'Si Vis Pacem Para Bellum'

Jum'at, 11 Maret 2022 - 16:58 WIB
loading...
Si Vis Pacem Para Bellum
Juniarta (Foto: Ist)
A A A
JUNIARTA
Pengamat Politik Keamanan, Alumni Pascasarjana Ilmu Politik Universitas Indonesia

JIKA pemberitaan media massa internasional kerap mempertanyakan apa yang diinginkan Rusia dari Ukraina, tulisan ini akan diawali dengan pertanyaan yang berbeda. Apa yang sebenarnya diinginkan The West dan NATO dari konflik antara Ukraina dan Rusia?

Dalam The Geographical Pivot of History (1904), Sir Harold Mackinder mengemukakan bahwa “Who rules East Europe, command the Heartland; Who rules The Heartland, command the World-island; who rules the World-island, commands the world.” Hal tersebut dikarekan posisi jalur pipa gas lintas benua terletak di Eropa Timur Di bawah kepemimpinan Vladimir Putin, Rusia berhasil memanfaatkan posisi strategis dari wilayahnya dan menjadi salah satu negara pemasok gas terbesar di dunia. Beberapa negara di Eropa juga sangat tergantung dengan pasokan gas Rusia. Ketergantungan tersebut yang kemudian menjadi senjata Rusia untuk meningkatkan pengaruhnya di Eropa (gas weapon). Kekhawatiran negara barat terhadap ketergantungan Eropa terhadap pasokan gas Rusia adalah awal dari keinginan negara Barat menguasai Ukraina.

Sejak kemerdekaan Ukraina diakui oleh Rusia pada 1991, Ukraina menjadi negara yang selalu bergejolak dalam pemilihan kepala negara. Harus diakui bahwa gejolak yang hadir tidak terlepas dari usaha blok Barat (The West) untuk menancapkan pengaruhnya terhadap Ukraina. Sebagaimana Suriah menjadi titik simpul jalur sutra di Timur Tengah, maka Ukraina adalah pintu masuk jalur sutra di Eropa bagi The West. Eskalasi ketegangan Rusia dengan Ukraina kemudian meningkat dari gerakan yang menolak hegemoni Rusia di Ukraina pada 2013. Massa antipemerintah Ukraina melengserkan presiden Viktor Yanukovych yang memiliki kedekatan dengan Rusia. Setelah Yanukovych jatuh, Rusia melakukan aneksasi terhadap semenanjung Krimea pada 2014. Hal tersebut menjadikan Ukraina semakin dekat dengan The West yang menjanjikan Ukraina akan bergabung dengan NATO. Potensi Ukraina bergabung dengan NATO semakin memicu kemarahan Rusia karena jika hal tersebut terjadi, sangat mungkin membuka peluang bagi pembangunan pangkalan militer NATO di Ukraina.

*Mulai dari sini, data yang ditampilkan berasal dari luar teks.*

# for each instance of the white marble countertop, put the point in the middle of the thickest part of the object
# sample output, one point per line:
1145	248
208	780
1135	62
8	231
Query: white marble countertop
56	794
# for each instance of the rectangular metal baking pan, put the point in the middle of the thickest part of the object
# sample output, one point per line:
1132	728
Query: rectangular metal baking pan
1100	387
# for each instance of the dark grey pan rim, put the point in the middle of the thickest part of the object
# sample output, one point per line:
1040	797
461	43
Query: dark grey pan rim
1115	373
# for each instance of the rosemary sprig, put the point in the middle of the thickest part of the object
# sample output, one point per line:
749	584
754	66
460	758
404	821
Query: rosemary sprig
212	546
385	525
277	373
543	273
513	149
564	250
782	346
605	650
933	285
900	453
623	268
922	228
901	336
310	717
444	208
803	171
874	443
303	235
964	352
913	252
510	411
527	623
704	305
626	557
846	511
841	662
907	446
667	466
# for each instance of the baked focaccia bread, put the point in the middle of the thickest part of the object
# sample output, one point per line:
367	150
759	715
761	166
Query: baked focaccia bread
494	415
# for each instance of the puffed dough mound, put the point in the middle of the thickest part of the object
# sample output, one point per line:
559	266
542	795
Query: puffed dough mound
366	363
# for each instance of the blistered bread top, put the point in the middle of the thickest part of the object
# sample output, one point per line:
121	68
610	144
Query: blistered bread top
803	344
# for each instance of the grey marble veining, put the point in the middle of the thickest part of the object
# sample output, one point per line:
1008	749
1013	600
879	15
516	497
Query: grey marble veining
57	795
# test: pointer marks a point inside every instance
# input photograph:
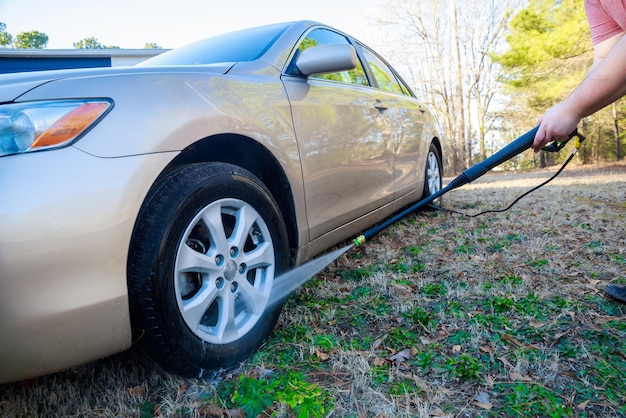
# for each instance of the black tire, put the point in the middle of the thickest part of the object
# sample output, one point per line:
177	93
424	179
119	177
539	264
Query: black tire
433	173
198	289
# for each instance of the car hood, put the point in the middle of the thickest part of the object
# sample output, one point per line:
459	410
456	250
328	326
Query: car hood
12	86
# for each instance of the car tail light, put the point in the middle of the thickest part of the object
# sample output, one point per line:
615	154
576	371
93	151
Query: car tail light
34	126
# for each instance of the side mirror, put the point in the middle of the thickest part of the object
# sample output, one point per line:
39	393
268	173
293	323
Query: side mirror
329	58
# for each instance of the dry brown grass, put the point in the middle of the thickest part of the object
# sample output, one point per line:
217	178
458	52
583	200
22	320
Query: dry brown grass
439	315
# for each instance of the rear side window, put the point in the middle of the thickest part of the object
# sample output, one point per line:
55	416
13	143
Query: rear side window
384	76
324	37
243	45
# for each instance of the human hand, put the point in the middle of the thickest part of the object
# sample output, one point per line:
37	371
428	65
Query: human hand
555	125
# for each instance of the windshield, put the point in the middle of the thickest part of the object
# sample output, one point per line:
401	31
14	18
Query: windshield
243	45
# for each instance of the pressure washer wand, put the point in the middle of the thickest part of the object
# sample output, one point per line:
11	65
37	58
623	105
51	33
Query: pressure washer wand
514	148
290	281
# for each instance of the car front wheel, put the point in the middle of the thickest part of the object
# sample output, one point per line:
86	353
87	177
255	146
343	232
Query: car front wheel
207	245
433	173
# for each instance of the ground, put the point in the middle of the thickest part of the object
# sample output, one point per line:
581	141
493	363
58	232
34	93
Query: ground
440	315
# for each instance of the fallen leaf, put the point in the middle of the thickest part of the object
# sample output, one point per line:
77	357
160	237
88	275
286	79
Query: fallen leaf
482	397
322	355
401	356
136	391
421	383
437	412
440	336
506	362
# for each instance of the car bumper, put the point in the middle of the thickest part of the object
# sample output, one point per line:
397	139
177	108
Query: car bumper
66	219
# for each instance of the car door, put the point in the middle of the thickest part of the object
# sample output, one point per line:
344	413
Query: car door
344	140
408	121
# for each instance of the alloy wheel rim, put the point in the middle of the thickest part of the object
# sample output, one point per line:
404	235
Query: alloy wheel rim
224	271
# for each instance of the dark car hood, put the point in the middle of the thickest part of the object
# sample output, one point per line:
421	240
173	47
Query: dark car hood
12	86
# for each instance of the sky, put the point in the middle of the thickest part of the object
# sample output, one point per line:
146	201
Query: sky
169	24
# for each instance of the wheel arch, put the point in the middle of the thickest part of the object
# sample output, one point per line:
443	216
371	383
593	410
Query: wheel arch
253	156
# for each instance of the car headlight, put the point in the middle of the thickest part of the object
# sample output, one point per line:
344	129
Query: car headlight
34	126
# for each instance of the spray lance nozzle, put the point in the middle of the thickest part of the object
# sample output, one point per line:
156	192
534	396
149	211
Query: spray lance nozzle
514	148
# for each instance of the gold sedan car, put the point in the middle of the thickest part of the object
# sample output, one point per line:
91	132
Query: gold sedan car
154	205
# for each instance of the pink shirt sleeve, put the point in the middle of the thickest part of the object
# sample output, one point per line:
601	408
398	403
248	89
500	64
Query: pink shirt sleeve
607	18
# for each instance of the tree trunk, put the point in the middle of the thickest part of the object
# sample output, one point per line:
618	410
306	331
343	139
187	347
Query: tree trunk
458	95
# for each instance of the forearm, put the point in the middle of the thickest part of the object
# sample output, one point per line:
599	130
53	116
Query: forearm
604	84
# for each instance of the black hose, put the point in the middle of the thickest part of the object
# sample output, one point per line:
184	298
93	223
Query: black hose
516	147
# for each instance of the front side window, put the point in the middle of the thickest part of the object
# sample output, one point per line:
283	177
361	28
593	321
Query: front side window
324	37
384	76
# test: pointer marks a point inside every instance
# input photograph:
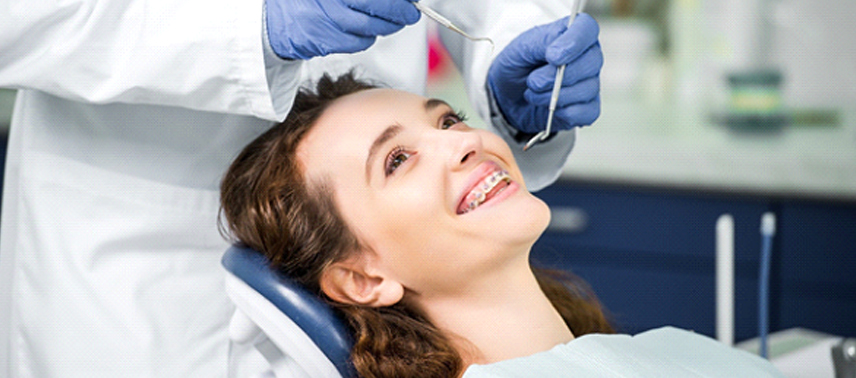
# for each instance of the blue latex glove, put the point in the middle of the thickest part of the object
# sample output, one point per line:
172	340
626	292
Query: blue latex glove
522	75
302	29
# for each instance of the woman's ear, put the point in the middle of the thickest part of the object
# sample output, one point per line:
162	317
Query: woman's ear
350	281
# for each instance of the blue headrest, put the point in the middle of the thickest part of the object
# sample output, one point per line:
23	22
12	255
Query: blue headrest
308	311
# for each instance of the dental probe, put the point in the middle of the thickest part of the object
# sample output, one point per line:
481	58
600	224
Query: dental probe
432	14
577	6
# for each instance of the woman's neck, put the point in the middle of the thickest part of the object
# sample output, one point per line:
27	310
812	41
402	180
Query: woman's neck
503	317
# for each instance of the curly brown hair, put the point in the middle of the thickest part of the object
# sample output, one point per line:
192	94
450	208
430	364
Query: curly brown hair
269	206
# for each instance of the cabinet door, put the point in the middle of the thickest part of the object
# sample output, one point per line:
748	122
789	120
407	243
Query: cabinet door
649	255
815	270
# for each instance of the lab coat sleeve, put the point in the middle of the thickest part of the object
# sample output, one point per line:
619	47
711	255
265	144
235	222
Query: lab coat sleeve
502	21
199	54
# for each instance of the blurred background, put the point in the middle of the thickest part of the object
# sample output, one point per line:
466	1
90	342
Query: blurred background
709	107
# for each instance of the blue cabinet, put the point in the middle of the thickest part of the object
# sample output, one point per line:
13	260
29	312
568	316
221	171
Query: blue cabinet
649	256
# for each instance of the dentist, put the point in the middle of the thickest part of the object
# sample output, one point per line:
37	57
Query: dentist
129	111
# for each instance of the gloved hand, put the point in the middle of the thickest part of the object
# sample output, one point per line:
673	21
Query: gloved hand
302	29
522	75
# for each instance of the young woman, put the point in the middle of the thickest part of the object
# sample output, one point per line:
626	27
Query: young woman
414	225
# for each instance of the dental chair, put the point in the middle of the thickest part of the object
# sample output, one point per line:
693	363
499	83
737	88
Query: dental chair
294	330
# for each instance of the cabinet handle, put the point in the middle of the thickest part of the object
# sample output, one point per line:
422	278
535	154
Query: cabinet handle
567	220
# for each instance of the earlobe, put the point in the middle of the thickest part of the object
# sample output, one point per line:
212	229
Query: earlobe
349	282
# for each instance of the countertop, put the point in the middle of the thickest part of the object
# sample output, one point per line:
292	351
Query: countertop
679	146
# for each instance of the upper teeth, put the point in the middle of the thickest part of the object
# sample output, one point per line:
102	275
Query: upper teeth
479	193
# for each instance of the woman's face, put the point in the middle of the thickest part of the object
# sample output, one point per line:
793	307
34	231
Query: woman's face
438	203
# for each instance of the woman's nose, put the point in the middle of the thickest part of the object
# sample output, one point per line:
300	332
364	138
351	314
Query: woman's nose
464	148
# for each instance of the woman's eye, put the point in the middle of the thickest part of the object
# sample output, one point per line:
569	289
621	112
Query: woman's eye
395	159
452	119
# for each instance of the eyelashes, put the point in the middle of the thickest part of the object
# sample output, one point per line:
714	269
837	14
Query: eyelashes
395	159
452	118
399	154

Puncak ketegangan yang memicu Rusia menggerakkan pasukan militer dan alutsistanya mendekati perbatasan Ukraina dimulai sejak latihan gabungan NATO di laut hitam (Sea Breeze 2021) pada 28 Juni- 10 Juli 2021 yang terkesan melakukan provokasi terhadap Rusia. Hal tersebut terbukti dari pergerakan kapal perang Inggris HMS Defender mendekati wilayah Krimea saat Sea Breeze berlangsung. Kemudian disusul dengan masuknya dua Kapal Penghancur milik Amerika Serikat USS Porter ke laut hitam pada November 2021. Menjelang akhir 2021, negara-negara anggota NATO juga semakin intens memasok senjata untuk Ukraina.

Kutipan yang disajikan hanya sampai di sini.